The base BTF is always the one associated with running kernel and 
typically the BTF is under /sys/kernel/btf/vmlinux. Did I miss
anything here?

> 
> As effective as the checks are in this case, by detecting a type name being
> an empty string and thus conclude it's non-matching, with some (bad) luck a
> non-matching BTF could pass these checks a gets loaded.

Could you be a little bit more specific about the 'bad luck' a
non-matching BTF could get loaded?
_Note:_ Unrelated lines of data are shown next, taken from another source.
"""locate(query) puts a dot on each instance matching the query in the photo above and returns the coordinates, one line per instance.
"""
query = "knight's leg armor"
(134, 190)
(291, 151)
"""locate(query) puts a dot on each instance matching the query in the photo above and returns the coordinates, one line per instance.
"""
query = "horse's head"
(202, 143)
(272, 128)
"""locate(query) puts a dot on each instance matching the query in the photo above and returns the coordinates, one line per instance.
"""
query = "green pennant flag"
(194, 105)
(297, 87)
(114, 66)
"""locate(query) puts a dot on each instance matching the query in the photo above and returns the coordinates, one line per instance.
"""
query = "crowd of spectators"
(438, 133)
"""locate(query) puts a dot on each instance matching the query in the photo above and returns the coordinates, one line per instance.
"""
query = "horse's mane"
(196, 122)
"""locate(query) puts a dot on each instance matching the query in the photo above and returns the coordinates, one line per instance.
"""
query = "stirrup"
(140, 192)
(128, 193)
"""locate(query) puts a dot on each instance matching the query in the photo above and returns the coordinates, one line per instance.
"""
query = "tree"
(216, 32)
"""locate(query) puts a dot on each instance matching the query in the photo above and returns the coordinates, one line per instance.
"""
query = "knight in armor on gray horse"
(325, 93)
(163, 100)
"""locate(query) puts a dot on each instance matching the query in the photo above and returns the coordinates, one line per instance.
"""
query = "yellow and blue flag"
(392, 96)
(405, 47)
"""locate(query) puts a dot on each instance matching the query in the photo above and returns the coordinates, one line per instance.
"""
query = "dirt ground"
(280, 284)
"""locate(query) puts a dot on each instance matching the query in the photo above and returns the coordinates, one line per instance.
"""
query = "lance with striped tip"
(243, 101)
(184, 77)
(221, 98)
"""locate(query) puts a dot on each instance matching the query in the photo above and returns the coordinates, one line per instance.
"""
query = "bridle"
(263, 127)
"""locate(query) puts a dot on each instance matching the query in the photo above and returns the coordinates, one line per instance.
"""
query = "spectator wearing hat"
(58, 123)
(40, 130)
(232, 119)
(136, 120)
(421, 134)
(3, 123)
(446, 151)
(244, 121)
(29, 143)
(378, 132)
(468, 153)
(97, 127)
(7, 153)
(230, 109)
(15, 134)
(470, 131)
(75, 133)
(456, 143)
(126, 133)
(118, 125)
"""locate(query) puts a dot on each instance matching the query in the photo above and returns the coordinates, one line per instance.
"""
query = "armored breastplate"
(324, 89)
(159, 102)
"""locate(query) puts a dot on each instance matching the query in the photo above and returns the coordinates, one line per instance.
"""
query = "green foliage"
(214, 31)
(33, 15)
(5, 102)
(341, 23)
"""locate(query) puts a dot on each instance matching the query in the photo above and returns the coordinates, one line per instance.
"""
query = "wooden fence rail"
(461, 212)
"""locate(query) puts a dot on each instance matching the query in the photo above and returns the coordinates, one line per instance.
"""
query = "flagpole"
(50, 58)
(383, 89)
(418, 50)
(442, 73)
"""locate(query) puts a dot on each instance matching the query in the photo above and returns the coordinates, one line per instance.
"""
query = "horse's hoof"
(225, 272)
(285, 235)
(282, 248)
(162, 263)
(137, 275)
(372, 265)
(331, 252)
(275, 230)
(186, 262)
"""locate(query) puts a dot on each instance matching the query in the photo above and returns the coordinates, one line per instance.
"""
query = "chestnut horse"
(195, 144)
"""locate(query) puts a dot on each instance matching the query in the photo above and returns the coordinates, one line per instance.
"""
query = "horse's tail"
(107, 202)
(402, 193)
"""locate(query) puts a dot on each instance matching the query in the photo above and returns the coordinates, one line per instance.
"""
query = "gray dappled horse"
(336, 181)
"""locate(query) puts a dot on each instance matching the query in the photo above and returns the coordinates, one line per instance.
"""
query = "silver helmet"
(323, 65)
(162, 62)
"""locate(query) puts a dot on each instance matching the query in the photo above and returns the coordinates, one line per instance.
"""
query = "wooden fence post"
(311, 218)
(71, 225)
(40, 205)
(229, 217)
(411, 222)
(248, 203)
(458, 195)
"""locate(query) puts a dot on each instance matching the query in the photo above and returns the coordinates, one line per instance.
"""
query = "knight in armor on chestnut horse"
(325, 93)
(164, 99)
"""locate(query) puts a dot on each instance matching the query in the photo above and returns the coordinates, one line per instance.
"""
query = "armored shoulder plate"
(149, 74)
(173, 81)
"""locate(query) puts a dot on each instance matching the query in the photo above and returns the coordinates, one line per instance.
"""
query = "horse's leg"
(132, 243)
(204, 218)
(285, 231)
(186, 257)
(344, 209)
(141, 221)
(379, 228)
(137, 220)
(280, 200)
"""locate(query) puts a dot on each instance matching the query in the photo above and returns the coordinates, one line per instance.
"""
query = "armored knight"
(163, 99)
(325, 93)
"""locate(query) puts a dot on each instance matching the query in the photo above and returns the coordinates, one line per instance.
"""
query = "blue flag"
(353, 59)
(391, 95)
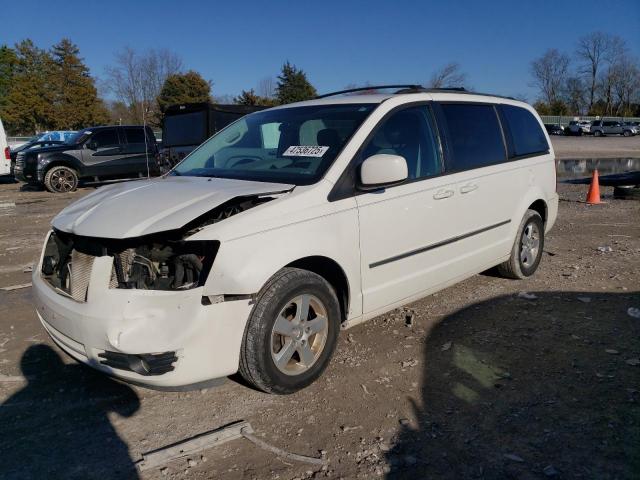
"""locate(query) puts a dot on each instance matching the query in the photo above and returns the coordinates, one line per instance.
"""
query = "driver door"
(102, 153)
(404, 229)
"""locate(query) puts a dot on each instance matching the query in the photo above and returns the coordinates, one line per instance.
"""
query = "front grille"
(80, 272)
(143, 364)
(67, 269)
(20, 161)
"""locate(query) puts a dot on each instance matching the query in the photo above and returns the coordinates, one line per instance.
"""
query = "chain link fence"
(564, 120)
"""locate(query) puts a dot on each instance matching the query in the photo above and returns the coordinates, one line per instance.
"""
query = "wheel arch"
(332, 272)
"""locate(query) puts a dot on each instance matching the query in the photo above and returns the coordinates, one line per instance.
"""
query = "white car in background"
(578, 127)
(290, 224)
(5, 153)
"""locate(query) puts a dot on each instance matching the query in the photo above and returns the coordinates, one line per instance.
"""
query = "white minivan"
(290, 224)
(5, 153)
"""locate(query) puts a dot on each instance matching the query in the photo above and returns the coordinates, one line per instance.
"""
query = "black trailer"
(187, 125)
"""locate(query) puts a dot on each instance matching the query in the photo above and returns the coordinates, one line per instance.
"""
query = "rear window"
(474, 135)
(526, 135)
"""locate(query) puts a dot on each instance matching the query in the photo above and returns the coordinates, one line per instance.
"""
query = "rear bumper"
(200, 342)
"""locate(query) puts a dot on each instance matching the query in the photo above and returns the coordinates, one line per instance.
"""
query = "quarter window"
(526, 135)
(410, 134)
(474, 135)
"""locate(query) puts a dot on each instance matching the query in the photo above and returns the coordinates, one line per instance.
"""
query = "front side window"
(526, 135)
(410, 134)
(473, 134)
(289, 145)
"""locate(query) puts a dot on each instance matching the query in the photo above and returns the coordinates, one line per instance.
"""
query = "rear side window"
(105, 138)
(526, 135)
(473, 134)
(134, 135)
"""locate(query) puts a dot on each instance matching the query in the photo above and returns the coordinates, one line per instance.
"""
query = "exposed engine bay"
(163, 261)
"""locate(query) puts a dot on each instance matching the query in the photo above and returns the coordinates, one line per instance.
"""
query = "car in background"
(45, 139)
(553, 129)
(5, 156)
(97, 153)
(612, 127)
(577, 127)
(186, 126)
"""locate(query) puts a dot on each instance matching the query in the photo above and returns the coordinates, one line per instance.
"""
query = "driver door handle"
(470, 187)
(442, 194)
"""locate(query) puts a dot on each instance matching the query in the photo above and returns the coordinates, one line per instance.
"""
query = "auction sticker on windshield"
(305, 151)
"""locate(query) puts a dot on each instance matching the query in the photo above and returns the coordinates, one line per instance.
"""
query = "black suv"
(98, 153)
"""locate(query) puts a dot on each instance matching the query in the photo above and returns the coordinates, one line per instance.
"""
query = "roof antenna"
(146, 148)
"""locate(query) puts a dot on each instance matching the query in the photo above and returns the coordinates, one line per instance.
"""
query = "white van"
(292, 222)
(5, 154)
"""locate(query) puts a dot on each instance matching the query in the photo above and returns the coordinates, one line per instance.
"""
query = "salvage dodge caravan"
(290, 224)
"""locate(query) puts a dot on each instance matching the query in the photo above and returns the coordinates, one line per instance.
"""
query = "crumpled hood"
(142, 207)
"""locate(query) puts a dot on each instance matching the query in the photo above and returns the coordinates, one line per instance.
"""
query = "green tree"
(29, 107)
(293, 85)
(8, 61)
(249, 97)
(187, 87)
(75, 97)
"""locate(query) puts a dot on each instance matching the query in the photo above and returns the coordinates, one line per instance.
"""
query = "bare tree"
(137, 78)
(595, 50)
(549, 74)
(267, 87)
(624, 84)
(451, 75)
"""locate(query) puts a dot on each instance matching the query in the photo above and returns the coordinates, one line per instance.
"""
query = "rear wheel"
(61, 179)
(291, 333)
(527, 249)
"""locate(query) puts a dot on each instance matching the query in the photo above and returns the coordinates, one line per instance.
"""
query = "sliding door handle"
(470, 187)
(442, 194)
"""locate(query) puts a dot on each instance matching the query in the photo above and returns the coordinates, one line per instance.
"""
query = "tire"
(531, 230)
(61, 179)
(279, 355)
(626, 193)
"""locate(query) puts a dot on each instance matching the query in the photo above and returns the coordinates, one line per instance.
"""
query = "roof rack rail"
(412, 89)
(371, 87)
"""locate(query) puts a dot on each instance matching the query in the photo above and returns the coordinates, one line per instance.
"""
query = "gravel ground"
(587, 146)
(491, 378)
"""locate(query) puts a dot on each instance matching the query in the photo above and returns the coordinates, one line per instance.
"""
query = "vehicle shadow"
(57, 426)
(522, 388)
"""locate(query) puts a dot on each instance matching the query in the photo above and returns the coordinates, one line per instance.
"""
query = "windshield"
(290, 145)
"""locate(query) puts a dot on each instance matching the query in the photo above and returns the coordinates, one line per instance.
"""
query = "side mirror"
(382, 170)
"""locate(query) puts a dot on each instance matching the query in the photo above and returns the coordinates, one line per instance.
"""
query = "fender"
(241, 266)
(52, 159)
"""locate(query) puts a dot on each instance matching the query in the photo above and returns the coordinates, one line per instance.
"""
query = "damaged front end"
(160, 261)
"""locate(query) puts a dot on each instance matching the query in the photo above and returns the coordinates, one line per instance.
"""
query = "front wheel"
(292, 332)
(61, 179)
(527, 248)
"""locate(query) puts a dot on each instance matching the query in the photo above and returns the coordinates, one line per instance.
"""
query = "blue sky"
(235, 44)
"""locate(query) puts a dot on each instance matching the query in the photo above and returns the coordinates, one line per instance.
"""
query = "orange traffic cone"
(593, 197)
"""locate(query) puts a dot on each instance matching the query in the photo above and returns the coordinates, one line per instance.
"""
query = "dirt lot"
(592, 147)
(478, 381)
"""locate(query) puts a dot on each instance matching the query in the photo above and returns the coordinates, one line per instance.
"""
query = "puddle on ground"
(568, 169)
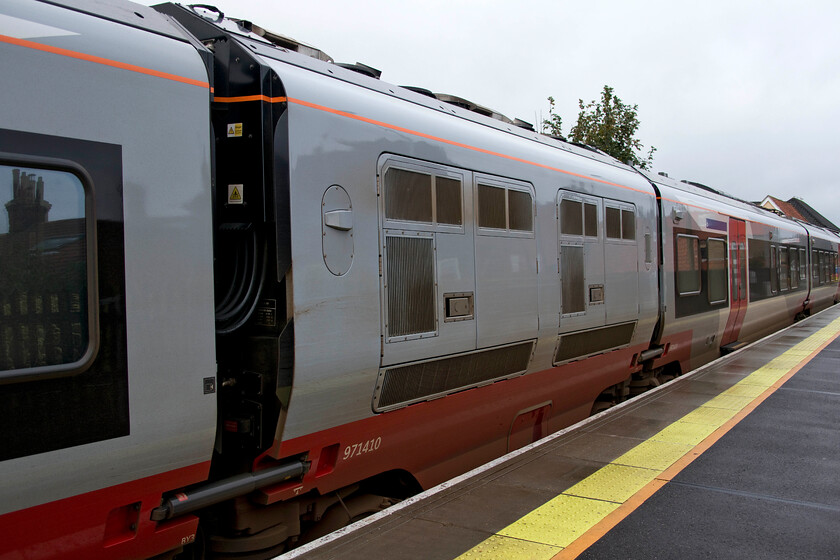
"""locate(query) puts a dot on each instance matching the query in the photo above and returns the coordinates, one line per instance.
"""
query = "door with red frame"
(737, 280)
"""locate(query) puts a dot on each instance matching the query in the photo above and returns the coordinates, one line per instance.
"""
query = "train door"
(621, 262)
(507, 306)
(737, 280)
(581, 261)
(427, 264)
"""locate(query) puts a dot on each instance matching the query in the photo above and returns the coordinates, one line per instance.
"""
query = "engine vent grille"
(416, 382)
(571, 270)
(410, 269)
(594, 341)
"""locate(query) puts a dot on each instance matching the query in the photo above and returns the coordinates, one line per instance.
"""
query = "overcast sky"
(743, 96)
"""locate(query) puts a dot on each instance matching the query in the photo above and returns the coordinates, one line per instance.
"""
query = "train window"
(448, 201)
(688, 265)
(613, 219)
(784, 269)
(520, 211)
(570, 217)
(573, 297)
(505, 209)
(408, 195)
(491, 207)
(628, 224)
(46, 313)
(590, 220)
(717, 270)
(422, 197)
(774, 269)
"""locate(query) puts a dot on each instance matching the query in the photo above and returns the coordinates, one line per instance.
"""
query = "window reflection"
(43, 284)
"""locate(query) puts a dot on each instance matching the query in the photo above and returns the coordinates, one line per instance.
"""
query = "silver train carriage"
(249, 294)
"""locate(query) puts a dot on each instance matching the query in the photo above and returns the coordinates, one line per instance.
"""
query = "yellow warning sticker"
(234, 130)
(235, 194)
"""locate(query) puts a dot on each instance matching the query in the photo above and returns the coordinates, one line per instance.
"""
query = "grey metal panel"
(168, 256)
(410, 285)
(82, 33)
(403, 385)
(571, 264)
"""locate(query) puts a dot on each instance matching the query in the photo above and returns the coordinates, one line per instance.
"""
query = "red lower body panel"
(113, 522)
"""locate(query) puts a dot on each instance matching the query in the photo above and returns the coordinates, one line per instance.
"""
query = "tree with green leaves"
(608, 125)
(554, 123)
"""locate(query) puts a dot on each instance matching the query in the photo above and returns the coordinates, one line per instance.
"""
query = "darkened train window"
(628, 225)
(45, 311)
(571, 217)
(784, 269)
(774, 269)
(448, 201)
(520, 211)
(505, 209)
(717, 270)
(408, 196)
(688, 265)
(803, 266)
(613, 219)
(491, 207)
(590, 220)
(621, 223)
(422, 197)
(572, 222)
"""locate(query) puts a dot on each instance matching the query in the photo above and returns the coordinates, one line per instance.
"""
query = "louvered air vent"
(416, 382)
(594, 341)
(410, 285)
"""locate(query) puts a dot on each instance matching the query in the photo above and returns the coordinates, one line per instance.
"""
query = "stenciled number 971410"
(361, 448)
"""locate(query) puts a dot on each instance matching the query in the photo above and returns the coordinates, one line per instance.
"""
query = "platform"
(738, 459)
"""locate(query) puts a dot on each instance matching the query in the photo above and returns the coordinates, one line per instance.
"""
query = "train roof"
(260, 42)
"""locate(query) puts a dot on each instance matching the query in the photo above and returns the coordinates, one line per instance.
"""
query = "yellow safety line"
(567, 525)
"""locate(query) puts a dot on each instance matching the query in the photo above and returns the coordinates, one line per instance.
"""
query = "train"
(249, 294)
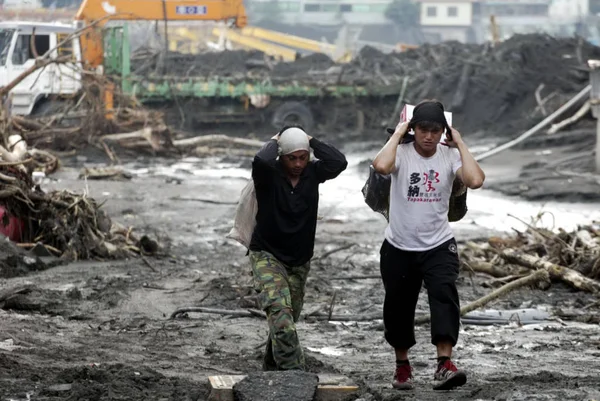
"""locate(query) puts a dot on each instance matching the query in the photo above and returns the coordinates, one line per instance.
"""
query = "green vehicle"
(196, 102)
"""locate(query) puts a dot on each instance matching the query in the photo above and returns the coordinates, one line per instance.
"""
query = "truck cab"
(20, 44)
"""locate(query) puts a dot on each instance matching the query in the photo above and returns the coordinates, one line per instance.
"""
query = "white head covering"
(292, 140)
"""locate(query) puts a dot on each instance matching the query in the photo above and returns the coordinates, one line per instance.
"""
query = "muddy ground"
(101, 330)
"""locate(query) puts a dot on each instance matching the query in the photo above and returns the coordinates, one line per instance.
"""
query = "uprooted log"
(570, 276)
(569, 257)
(533, 278)
(69, 225)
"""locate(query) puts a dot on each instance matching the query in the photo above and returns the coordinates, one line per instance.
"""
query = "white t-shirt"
(419, 197)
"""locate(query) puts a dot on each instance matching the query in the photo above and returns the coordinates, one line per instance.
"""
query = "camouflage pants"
(281, 295)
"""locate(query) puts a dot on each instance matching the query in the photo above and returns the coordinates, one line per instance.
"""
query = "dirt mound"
(120, 382)
(15, 262)
(488, 88)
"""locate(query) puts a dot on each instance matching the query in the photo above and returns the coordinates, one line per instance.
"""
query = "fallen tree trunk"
(491, 269)
(537, 276)
(557, 272)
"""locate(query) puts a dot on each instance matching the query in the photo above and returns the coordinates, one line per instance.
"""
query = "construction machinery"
(21, 43)
(106, 50)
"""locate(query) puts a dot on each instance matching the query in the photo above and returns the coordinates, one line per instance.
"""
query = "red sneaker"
(448, 376)
(403, 377)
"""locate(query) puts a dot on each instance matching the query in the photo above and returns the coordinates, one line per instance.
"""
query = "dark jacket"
(286, 220)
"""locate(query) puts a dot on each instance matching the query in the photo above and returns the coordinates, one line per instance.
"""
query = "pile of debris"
(501, 89)
(569, 257)
(68, 225)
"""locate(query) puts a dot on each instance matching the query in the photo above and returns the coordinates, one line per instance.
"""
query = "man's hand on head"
(455, 140)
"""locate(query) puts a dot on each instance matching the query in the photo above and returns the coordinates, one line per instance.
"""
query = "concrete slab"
(331, 387)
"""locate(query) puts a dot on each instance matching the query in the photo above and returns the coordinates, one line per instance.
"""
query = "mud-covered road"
(101, 330)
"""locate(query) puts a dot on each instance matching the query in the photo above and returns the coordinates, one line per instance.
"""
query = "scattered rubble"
(499, 90)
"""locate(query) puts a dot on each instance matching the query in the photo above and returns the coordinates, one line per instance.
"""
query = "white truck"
(49, 87)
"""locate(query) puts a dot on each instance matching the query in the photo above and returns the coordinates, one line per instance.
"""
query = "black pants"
(402, 273)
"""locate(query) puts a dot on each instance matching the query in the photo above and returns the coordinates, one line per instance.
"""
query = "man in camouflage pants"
(287, 192)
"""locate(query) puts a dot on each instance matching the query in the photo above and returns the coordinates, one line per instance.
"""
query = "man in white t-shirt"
(419, 244)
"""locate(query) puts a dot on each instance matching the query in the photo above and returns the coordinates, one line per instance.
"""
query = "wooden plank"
(330, 388)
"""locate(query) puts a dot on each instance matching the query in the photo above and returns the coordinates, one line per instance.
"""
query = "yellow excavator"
(95, 14)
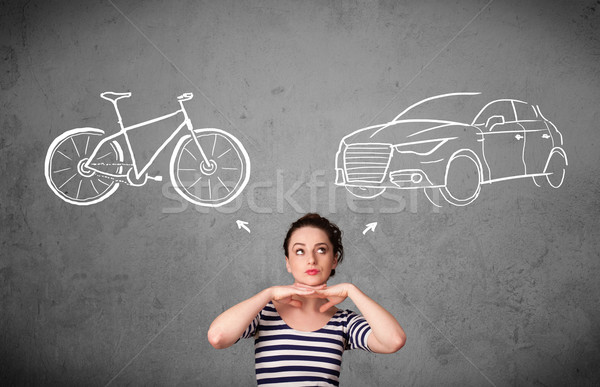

An example will be great.


> 
>>> That's probably the simplest way forward.
>>>
>>> The patch
>>> https://patchwork.kernel.org/project/netdevbpf/patch/20220209052141.140063-1-connoro@google.com/
>>> shouldn't be necessary too.
>>
>> Right the patch tried to address this issue and if we allow
>> non-matching BTF is ignored and then treaking DEBUG_INFO_BTF_MODULES
>> is not necessary.
> 
> Not being able to load kernel module with non-matching BTF and the absence
> of robust matching check are the two reasons that lead us to the same path
> of disabling DEBUG_INFO_BTF_MODULES a while back.
> 
> Ignoring non-matching BTF will solve the former, but not the latter, so I'd
> hope that the above patch get's taken (though I'm obviously biased).